Ahora que vamos despacio, vamos a contar hipócritas, tralará. No tengo el menor problema en encabezar el censo con mi humilde persona. Lo hago, no porque albergue conciencia de renuncio, sino por pura higiene preventiva; por acción u omisión, todos somos culpables, y si no es así, vendrá alguien a señalarnos como tales. Me ofrezco voluntariamente para el acollejamiento ritual, pero inmediatamente añado a lista de farsantes a esos que, tras la matanza de París, andan echando loas a la libertad de expresión al tiempo que promulgan leyes mordaza o aprovechan las ya existentes para castigar la difusión de ciertos mensajes inconvenientes. Son los mismos, por cierto, que en época no lejana ordenaron cerrar medios de comunicación porque les salió de allá donde ustedes están pensando.

Cuidado, fondo norte. Congelen esa ovación que me iban a dispensar, no sea que alguno figure también en el inventario de impostores, que continúa con los que desde la misma cuenta de Twitter a la que han puesto como avatar el lema Je suis Charlie Hebdo suelen pedir el cierre de los medios de la caverna o el entrullamiento de Marhuenda, Inda y demás bocabuzones diestros. Eso, cuando no se aboga directamente por calzarles unas hostias o algo más contundente.

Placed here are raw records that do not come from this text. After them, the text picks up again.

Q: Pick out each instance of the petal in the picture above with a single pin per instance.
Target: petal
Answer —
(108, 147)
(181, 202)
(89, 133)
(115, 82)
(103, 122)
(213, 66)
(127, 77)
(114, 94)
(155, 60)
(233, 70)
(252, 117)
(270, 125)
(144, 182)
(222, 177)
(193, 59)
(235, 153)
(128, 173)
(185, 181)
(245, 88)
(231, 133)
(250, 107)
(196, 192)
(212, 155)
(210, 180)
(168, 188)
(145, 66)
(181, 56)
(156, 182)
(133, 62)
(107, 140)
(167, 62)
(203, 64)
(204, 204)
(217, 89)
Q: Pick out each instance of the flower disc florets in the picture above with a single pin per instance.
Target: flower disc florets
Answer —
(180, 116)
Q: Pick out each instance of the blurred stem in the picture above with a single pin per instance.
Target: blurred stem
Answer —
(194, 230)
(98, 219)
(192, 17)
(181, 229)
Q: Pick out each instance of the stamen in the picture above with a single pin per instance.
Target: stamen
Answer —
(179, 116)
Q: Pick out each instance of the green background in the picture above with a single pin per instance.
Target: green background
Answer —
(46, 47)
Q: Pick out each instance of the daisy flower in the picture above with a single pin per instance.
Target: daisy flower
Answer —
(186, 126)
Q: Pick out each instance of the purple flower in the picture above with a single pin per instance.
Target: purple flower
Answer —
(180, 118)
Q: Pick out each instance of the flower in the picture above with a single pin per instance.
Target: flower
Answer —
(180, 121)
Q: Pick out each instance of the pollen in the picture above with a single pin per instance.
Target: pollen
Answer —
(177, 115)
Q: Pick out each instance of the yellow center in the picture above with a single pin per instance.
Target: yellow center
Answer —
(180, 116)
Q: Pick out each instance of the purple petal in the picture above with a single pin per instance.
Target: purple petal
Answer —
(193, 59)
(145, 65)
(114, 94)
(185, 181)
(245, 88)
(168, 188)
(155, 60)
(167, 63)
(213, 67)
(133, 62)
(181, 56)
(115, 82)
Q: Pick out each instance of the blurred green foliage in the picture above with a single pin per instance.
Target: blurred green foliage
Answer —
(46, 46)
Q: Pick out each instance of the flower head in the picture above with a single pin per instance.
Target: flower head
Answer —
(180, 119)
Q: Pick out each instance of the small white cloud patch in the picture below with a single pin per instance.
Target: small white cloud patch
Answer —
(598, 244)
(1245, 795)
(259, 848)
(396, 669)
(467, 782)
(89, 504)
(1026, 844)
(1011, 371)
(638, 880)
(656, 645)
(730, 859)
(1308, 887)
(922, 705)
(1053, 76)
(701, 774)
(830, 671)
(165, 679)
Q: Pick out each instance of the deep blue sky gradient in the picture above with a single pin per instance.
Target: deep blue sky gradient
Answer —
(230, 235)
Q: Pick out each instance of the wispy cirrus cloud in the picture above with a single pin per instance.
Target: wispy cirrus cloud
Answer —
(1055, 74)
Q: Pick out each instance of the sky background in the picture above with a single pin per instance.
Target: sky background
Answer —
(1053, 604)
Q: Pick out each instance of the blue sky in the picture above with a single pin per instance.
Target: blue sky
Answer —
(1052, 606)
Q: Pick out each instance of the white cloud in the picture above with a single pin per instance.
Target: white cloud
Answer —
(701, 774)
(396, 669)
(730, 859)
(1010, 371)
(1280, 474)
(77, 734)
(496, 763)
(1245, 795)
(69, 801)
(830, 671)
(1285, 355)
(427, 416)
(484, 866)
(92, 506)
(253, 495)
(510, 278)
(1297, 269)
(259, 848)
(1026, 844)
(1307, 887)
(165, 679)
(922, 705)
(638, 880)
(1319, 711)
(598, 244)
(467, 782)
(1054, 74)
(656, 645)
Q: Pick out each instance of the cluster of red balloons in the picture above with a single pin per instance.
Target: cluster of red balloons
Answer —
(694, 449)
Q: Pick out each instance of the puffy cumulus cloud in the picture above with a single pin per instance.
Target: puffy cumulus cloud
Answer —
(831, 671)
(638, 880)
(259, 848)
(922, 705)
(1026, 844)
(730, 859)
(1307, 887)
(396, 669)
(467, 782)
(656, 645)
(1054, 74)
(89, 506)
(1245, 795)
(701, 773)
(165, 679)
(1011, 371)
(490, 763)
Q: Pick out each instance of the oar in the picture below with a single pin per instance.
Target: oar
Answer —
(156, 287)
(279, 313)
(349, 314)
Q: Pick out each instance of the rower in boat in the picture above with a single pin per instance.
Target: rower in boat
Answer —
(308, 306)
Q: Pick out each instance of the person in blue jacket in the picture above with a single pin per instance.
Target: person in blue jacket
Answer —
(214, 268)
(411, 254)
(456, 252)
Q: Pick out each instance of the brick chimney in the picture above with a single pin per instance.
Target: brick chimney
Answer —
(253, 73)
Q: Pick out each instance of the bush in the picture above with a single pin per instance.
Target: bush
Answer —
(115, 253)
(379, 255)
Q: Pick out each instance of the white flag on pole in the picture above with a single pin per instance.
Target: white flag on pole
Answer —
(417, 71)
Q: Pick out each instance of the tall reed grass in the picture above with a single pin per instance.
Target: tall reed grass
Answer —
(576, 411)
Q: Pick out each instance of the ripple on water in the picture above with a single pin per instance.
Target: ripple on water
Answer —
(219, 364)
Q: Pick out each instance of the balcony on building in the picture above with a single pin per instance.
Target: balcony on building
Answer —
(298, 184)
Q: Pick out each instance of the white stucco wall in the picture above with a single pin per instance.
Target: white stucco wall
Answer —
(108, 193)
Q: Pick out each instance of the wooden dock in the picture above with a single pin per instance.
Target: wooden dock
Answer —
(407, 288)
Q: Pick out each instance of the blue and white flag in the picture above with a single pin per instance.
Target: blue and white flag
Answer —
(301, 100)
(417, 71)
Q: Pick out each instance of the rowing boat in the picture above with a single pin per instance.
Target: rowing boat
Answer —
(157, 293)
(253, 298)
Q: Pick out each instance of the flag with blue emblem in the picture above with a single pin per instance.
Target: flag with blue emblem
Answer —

Y entrando en mayores, cómo olvidar a tanto digno que en las últimas horas no deja de adornarse con soflamas sobre los asesinos de las palabras, cuando apenas anteayer aplaudieron con las orejas (o callaron como piedras, que viene a ser muy parecido) ante los cadáveres de José María Portell o José Luis López de Lacalle, periodistas o cuentacosas apiolados por ETA.